The Democratic Republic of Congo said as many as 13 people have died of Ebola in a separate outbreak from the one raging in three West African nations. It is the sixth reported outbreak in that country since 1976.

Laboratory tests in two cases were positive for Ebola in a remote village in the northwestern corner of the country, and 11 other deaths are suspected of being from the virus, said Lambert Mende, the country's information minister, in a telephone interview yesterday.

The strain of Ebola in Congo is different to the one seen in West Africa, according to Mende. Among the dead are a doctor and four nurses, he said.

The area where the deaths occurred is “under quarantine,” Mende said. “No one will enter, no will leave.”

The outbreak in Congo comes as global health officials are struggling to quell an eruption in Sierra Leone, Liberia and Guinea that is the worst yet. The disease has killed more than 1,400 people in the three countries since December, a number on track to surpass the total for all previous outbreaks combined.

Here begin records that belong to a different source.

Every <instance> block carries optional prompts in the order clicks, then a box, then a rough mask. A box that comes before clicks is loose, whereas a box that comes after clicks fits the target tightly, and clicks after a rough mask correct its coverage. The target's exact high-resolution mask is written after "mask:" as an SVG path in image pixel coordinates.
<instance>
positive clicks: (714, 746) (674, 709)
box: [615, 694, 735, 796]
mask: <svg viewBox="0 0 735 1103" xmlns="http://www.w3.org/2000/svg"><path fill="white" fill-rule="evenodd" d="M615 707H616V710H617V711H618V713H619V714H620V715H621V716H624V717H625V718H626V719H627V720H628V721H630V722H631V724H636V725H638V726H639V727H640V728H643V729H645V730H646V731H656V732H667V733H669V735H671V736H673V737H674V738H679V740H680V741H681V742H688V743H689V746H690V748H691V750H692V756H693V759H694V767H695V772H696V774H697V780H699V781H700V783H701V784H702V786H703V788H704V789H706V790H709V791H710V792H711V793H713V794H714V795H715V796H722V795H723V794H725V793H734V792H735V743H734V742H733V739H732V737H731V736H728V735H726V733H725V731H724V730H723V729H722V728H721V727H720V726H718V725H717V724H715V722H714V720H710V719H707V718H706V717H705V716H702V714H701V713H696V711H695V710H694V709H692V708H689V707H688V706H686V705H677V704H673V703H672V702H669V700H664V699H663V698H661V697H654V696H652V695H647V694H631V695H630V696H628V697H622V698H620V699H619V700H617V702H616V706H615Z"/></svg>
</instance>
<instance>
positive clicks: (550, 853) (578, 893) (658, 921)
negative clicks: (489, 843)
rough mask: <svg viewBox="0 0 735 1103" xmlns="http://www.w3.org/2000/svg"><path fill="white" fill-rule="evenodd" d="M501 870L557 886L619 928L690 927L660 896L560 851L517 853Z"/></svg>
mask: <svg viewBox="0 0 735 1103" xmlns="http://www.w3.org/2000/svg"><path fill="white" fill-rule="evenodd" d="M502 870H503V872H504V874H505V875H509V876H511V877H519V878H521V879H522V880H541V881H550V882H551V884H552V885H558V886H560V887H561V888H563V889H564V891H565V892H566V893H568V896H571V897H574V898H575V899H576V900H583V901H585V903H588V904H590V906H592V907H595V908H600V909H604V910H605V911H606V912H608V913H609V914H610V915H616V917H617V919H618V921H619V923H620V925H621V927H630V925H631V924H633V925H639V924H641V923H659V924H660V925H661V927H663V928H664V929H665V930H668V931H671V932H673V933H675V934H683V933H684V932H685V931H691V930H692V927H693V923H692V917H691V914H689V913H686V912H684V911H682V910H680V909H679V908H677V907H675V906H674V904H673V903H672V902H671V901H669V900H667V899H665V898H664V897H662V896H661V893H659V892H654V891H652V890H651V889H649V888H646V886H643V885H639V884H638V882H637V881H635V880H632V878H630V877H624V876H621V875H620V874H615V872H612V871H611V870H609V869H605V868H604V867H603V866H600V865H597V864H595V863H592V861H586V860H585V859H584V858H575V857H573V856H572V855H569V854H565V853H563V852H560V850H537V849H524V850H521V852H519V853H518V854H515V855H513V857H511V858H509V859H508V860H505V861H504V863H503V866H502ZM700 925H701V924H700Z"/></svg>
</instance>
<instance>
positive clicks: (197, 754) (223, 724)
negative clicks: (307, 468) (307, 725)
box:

In Nigeria, five people have died of Ebola since last month, while five have been discharged after recovering and four are still being treated in the commercial capital, Lagos.

Congo's confirmed cases occurred in the village of Gera in the Equateur province. The region is mostly jungle and located in the northwestern portion of the country near the Republic of Congo, away from the country's copper-mining industry, which is the largest in Africa.

Outbreak Committee

In addition to erecting a treatment center in Gera, Congo's government has set up a committee that includes international medical organizations to coordinate a response to the outbreak, Mende said.

The country has also banned hunting in the area, Mende said. The disease is believed to reside in fruit bats, who can infect humans through bodily secretions. Humans pass it on through contact with infected bodily fluids.

This is Congo's first outbreak in two years. The viral disease, which has no proven cure or vaccine, was first reported in 1976 in what is now the Democratic Republic of Congo and South Sudan. Since then, the area has had four other outbreaks of the viral disease, according to the U.S. Centers for Disease Control and Prevention.